La politica della rabbia. Per una balistica filosofica
- Autore: Franco Palazzi
- Genere: Filosofia e Sociologia
- Categoria: Saggistica
- Casa editrice: Nottetempo
- Anno di pubblicazione: 2021
Franco Palazzi, filosofo e scrittore, durante la pandemia di COVID-19 uscì in libreria con La politica della rabbia. Per una balistica filosofica (Nottetempo, 2021), opera molto interessante che punta a descrivere, con vari esempi, la funzione politica della rabbia e in che modo, con il passare del tempo, il potere è riuscito a delegittimare questo sentimento che, in alcuni casi, può essere usato per migliorare la propria condizione di vita.

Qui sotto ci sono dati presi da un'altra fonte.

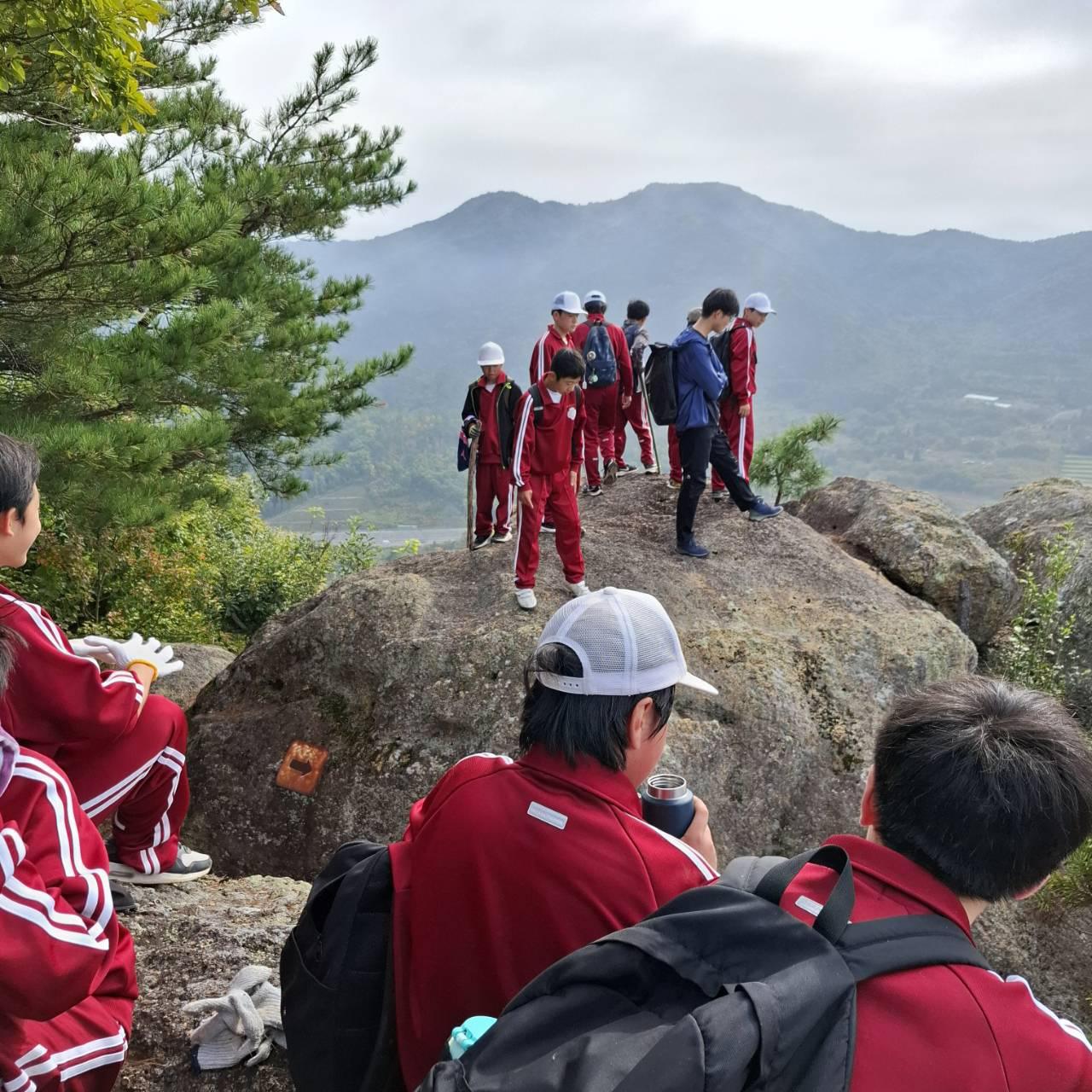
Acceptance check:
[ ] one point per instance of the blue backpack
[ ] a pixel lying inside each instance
(600, 363)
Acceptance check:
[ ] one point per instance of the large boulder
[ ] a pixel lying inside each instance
(398, 671)
(203, 663)
(921, 545)
(1018, 526)
(191, 940)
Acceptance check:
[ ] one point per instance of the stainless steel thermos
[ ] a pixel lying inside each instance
(667, 803)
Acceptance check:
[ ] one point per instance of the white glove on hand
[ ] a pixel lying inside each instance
(140, 648)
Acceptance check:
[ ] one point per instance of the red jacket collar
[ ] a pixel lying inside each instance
(588, 775)
(885, 865)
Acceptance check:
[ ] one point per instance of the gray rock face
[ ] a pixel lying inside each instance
(400, 671)
(921, 546)
(203, 663)
(1037, 512)
(191, 940)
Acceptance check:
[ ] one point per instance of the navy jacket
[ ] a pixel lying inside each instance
(699, 381)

Come società abbiamo scelto che colui che si infuria, anche a difesa dei propri diritti, sia bollato automaticamente come folle, come se nelle interazioni sociali non fosse permesso usare politicamente questa emozione, come se fosse fuori dalle regole. Anche una protesta non-violenta nasce dalla rabbia, poiché i manifestanti sfruttano il proprio corpo per impedire ad altre persone di continuare la propria giornata. La rivolta serve a indicare qualcosa che non va più bene, come diceva anche Albert Camus, scendere in piazza specifica che, da quel momento in poi, il problema evidenziato non è più sostenibile e, per permettere al lettore di entrare in contatto con questa idea, l’autore sceglie di raccontare le storie di Valerie Solanas, Malcolm X e Audre Lorde.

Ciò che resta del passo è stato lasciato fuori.